# How to make clear M&P white?



## Tabitha (Nov 28, 2009)

I have NO white colorant, no white mica or liquid. I have no white soap base. Is there anyting around the house I can use? I have got honey powder :? ....


----------



## Tabitha (Nov 28, 2009)

PS: I just tried the honey powder... it crystalized...


----------



## Manda (Nov 29, 2009)

FBB may work...
maybe cocoa/shea butter?

sorry that's all I can think of  :?


----------



## candice19 (Nov 29, 2009)

I wouldn't know the outcome - maybe corn starch?


----------



## Tabitha (Nov 29, 2009)

I went to the drug store and bought mineral make-up loose powder eye shadow. It worked pretty well but I needed a matte & it was a pearl.

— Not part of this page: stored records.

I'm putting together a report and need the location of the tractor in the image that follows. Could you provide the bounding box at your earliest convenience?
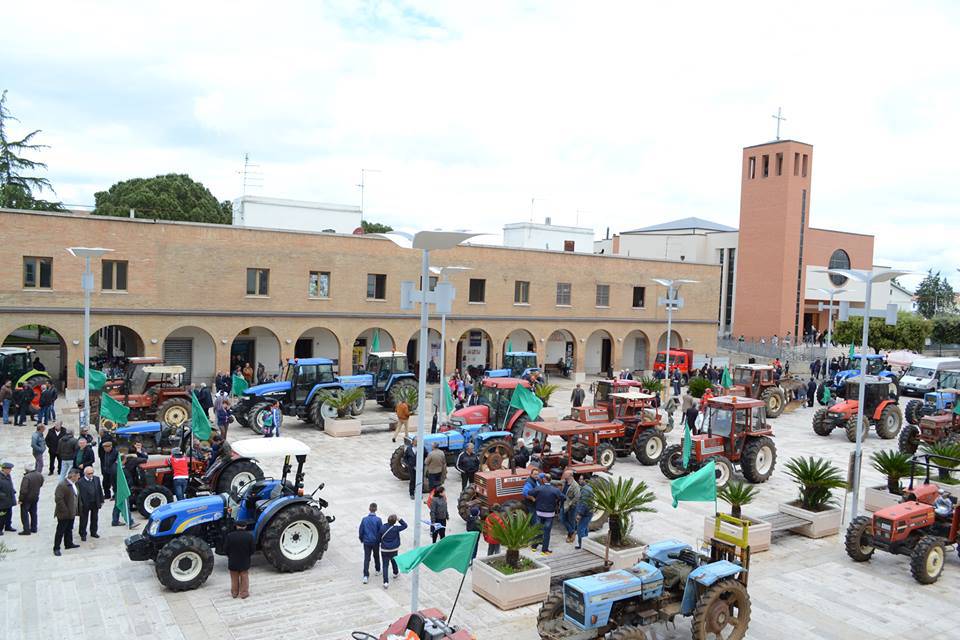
[590,379,645,411]
[125,437,333,592]
[445,377,539,440]
[359,351,418,409]
[899,412,960,454]
[566,391,667,466]
[817,353,897,405]
[811,375,902,442]
[726,364,787,418]
[112,420,185,455]
[389,422,515,482]
[0,346,53,411]
[845,453,960,585]
[101,358,192,429]
[486,351,547,383]
[234,357,385,433]
[904,389,958,426]
[537,515,752,640]
[660,396,776,489]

I am just going to order some & wait for it to come in.


----------



## Bubbles Galore (Dec 2, 2009)

That's probably a good idea but don't you just hate waiting.  :wink:


----------



## tincanac (Dec 2, 2009)

Tab -

My drugstore sells Zinc Oxide and Zinc Oxide ointment - it does a pretty good whitening job in a fix, think about surfer guys wth their whited out noses!


----------



## pepperi27 (Dec 2, 2009)

You need titanium dioxide? or white kaolin clay


----------



## krissy (Dec 2, 2009)

it sucks, but you could go get a small thing of white MP at Michael's.  then you can just break off enough to make your clear batch into a white color.


----------